Les associations d’aide aux victimes demandent une grande loi pour lutter contre les violences fondées sur le genre

Agir pour ne plus subir

d'Lëtzebuerger Land vom 06.12.2024

L’actualité récente, marquée par des procès pour viols, par des féminicides, ou des faits de harcèlement, révèle leur caractère répétitif, massif et systémique et rappelle la nécessité de lutter contre ces violences fondées sur le genre. « Il ne suffit pas d’en parler pendant deux semaines en arborant la couleur orange. Il faut que le sujet s’impose toute l’année », considère d’emblée Claudine Speltz, présidente du Conseil national des femmes du Luxembourg (CNFL) auprès du Land. Ce temps symbolique dans le calendrier offre cependant une tribune aux associations qui défendent et viennent en aides aux victimes des violences.

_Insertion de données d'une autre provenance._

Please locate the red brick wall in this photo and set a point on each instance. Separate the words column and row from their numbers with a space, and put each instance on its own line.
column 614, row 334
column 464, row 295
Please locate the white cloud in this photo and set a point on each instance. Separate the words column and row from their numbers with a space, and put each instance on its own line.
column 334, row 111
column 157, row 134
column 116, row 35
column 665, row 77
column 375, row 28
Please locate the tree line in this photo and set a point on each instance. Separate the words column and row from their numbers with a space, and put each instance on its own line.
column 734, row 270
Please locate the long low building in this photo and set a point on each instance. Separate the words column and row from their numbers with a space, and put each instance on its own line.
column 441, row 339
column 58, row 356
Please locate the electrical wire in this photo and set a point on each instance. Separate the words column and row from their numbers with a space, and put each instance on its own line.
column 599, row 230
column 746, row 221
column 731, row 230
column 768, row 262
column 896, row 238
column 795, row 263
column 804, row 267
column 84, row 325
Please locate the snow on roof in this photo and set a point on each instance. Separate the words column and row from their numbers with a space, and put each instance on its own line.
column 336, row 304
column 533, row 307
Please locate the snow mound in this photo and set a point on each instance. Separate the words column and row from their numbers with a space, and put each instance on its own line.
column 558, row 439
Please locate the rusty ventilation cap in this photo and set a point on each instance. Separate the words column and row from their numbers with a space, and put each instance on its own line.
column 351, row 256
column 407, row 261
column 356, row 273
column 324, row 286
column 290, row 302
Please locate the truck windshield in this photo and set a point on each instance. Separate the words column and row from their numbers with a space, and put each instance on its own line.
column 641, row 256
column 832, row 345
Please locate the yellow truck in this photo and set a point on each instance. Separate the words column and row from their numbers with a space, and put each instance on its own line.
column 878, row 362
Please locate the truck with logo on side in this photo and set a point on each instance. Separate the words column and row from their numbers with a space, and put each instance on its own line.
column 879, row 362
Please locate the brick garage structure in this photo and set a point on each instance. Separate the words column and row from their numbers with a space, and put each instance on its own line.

L’association La voix des survivant(e)s (LVDS) a opportunément choisi ce moment pour lancer une pétition (3409) demandant une réforme du droit pénal pour « mieux prévenir les violences de genre, mettre fin à l’impunité ressentie et à renforcer la protection des victimes ». « Nous avons travaillé à partir de témoignages de victimes pour lister les dysfonctionnements et apporter des réponses », nous explique Marie-Laure Rolland, vice-présidente de l’association. 52 propositions ont été élaborées avec l’ambition de déboucher sur une loi-cadre. « Il faut 12 500 signatures d’électeurs pour que des citoyens puissent présenter une proposition de loi. Avant d’en arriver là, notre pétition fait en sorte que le sujet soit débattu à la Chambre, et que nos propositions arrivent sur le terrain politique. » Elle ajoute que l’initiative est transpartisane et englobe des ressorts très divers : justice, égalité, police, éducation, famille, santé, logement, sécurité sociale, travail.

Un premier problème est la mauvaise connaissance du phénomène. Le rapport 2023 du Comité de coopération entre les professionnels dans le domaine de la lutte contre la violence, présenté en juin dernier, n’est que parcellaire : Il ne tient compte que des violences domestiques, les seules pour lesquelles il existe une loi spécifique (de 2003) et ne qualifie pas les formes de violence, psychologique, sexuelle, économique, harcèlement. « Pour mener une politique efficace, il faut avoir des chiffres. Il faut savoir de quoi on parle et qui cela concerne », s’agace Claudine Speltz.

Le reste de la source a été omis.